時価総額で米国史上最大の合併劇

「宇宙のソーラーパネルは地上より5倍効果的だ。いつも晴れているからだ。大気による減衰もない。同じソーラーパネルでも地上に置くより宇宙に置く方が5倍のエネルギーを生み出せる」

 スペースXとxAIは1月31日合併することで合意し、1兆2500億ドルの企業が誕生した。

 スペースXの企業価値は1兆ドル、xAIは2500億ドルと算定された。時価総額で米国史上最大の合併劇だ。マスク氏はxAIのGrokを世界で最も人気のあるAIにする夢を描いており、スペースXとの合併でライバルのオープンAIやアンソロピックと競争する財務力を強化できる。

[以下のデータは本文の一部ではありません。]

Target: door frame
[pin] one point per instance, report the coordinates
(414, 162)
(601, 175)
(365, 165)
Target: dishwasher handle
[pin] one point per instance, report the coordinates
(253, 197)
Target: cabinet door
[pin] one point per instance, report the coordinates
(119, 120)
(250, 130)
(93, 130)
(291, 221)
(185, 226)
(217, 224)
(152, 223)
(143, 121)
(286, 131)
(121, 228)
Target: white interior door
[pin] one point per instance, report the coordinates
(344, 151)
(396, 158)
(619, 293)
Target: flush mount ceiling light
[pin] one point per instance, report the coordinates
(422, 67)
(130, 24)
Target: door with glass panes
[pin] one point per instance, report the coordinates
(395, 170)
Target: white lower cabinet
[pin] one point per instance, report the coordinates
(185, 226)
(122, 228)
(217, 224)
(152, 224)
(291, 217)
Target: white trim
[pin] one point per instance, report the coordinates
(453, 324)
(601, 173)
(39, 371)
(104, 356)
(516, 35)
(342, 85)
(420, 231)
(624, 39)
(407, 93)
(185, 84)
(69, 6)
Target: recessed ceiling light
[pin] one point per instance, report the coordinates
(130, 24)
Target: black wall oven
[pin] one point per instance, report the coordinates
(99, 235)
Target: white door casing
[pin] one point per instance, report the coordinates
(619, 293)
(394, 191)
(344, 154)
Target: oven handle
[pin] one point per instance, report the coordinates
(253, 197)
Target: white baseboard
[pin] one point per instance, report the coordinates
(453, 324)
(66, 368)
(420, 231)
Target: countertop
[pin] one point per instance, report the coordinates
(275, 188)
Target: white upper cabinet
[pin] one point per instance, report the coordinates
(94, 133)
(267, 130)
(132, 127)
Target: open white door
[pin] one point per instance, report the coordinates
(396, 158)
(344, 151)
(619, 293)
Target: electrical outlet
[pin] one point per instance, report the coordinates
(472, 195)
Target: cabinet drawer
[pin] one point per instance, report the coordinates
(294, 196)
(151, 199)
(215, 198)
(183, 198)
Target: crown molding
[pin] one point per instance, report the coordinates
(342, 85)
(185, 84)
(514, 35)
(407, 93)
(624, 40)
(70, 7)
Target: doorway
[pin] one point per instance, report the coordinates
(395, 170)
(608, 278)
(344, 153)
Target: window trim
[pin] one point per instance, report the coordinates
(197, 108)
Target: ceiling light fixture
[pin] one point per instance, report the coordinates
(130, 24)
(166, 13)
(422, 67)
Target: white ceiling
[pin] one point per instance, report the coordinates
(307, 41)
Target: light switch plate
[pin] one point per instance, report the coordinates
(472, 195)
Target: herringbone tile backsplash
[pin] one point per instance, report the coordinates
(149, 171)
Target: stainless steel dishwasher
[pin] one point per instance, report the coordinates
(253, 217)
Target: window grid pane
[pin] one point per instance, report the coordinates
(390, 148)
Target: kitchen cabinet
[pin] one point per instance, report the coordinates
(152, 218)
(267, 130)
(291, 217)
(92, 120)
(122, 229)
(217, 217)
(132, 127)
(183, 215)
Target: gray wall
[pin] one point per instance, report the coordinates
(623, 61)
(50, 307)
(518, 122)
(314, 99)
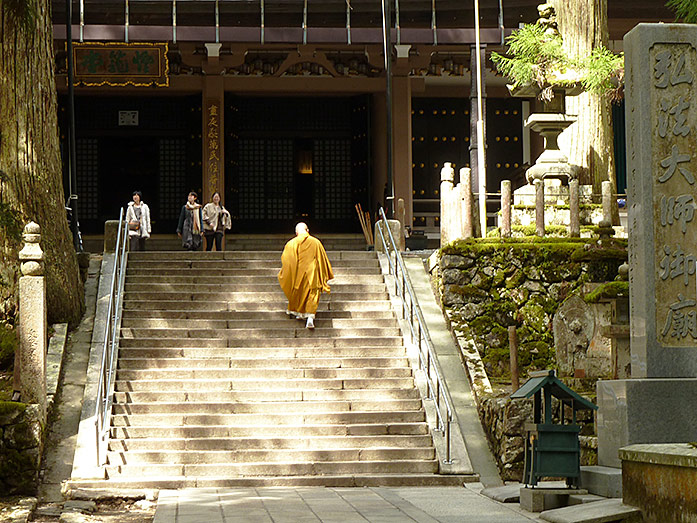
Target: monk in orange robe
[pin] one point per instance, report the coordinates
(305, 272)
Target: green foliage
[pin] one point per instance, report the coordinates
(10, 222)
(536, 55)
(604, 70)
(609, 290)
(684, 9)
(21, 12)
(8, 345)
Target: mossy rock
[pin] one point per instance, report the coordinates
(502, 312)
(534, 316)
(470, 293)
(516, 279)
(536, 354)
(19, 471)
(10, 411)
(9, 343)
(608, 291)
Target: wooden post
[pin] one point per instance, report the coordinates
(506, 209)
(447, 180)
(513, 349)
(466, 182)
(539, 207)
(607, 201)
(574, 209)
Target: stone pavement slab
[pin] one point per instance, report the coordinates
(333, 505)
(597, 512)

xAIはX(旧Twitter)に搭載されている生成AI「Grok」を開発している(写真:ロイター/アフロ)

 米紙ウォールストリート・ジャーナル社説(2月9日付)は「マスク氏は100万基の太陽光発電式AIデータセンターを軌道上に打ち上げる野心的な目標を発表した。AI開発を遅らせる米国の許認可取得の難しさや電力不足に対する革新的な解決策となる可能性がある」と評価した。

 この10年、通信分野で宇宙の商業化を目指す企業が増え、米連邦通信委員会(FCC)への申請件数も3倍に膨れ上がった。ブレンダン・カー委員長は衛星承認のスピードアップに努めるが、FCCのボトルネックはインターネット衛星の展開を遅らせてきた。